Since my last update, there were a 8 new guides published to the Adafruit Learning System! There were 2 new product guides, an amazing new Raspberry Pi Pico MIDI controller (pictured above), a guide on creating a retroreflective greenscreen, getting started with circuit sculptures, and more!
Over the last couple of months you may have noticed some design tweaks to the Adafruit Learning System. The latest updates have changed our default blue color for links and buttons to a darker color blue. This was done to increase the contrast for those who have impaired vision, and they fully pass w3.org Web Content Accessibility Guidelines v2.1 (WCAG) and soon 2.2.
Fun fact: the blue color chosen is the same color as we use on our blue printed circuit boards!
Favorite New Guide
From Zoom calls to SciFi effects films — you can do it all with a DIY chromakey background made from retroreflective fabric, lit with a lens-mounted NeoPixel light ring. A QT Py microcontroller running CircuitPython allows you to control the light ring color and brightness with a push and twist of a rotary encoder knob.
Create chromakey mattes to place your subject in front of any background image or video you like using a retroreflective greenscreen/bluescreen — you decide the color you need with the press of a knob.
ALS Deep Cut
NextBus is a free internet service using GPS and cellular networks to provide realtime arrival data for over 135 transit agencies in the United States and Canada.
For transit-bound people, the NextBus service is a tremendous convenience. Knowing when a bus is due means less standing out in the rain…one can use that time inside to get a little extra work done, or finish that cup of coffee. In this tutorial we’ll build a handy desk-top or wall-mount countdown display that lets you know when the next bus or train is on the way!

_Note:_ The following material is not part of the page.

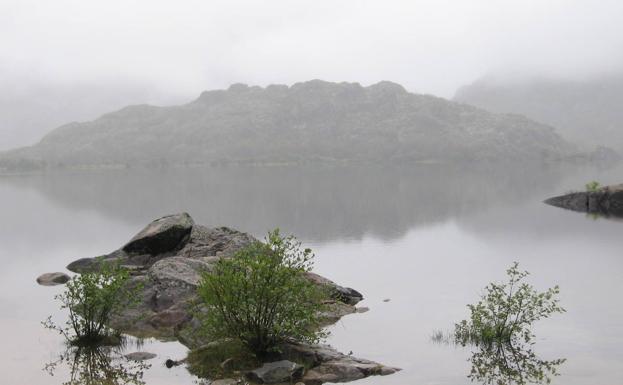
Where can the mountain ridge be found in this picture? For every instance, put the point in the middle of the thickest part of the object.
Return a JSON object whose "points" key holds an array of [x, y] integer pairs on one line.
{"points": [[313, 121]]}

New Product Guides This Week
This week Adafruit published two new product guides!
Add heat-vision to your project and with an Adafruit AMG8833 Grid-EYE Breakout! This sensor from Panasonic is an 8×8 array of IR thermal sensors. When connected to your microcontroller (or raspberry Pi) it will return an array of 64 individual infrared temperature readings over I2C. It’s like those fancy thermal cameras, but compact and simple enough for easy integration.
Easy e-paper finally comes to microcontrollers with these breakouts, shields and friends that are designed to make it a breeze to add a tri-color eInk display. Chances are you’ve seen one of those new-fangled ‘e-readers’ like the Kindle or Nook. They have gigantic electronic paper ‘static’ displays – that means the image stays on the display even when power is completely disconnected. The image is also high contrast and very daylight readable. It really does look just like printed paper!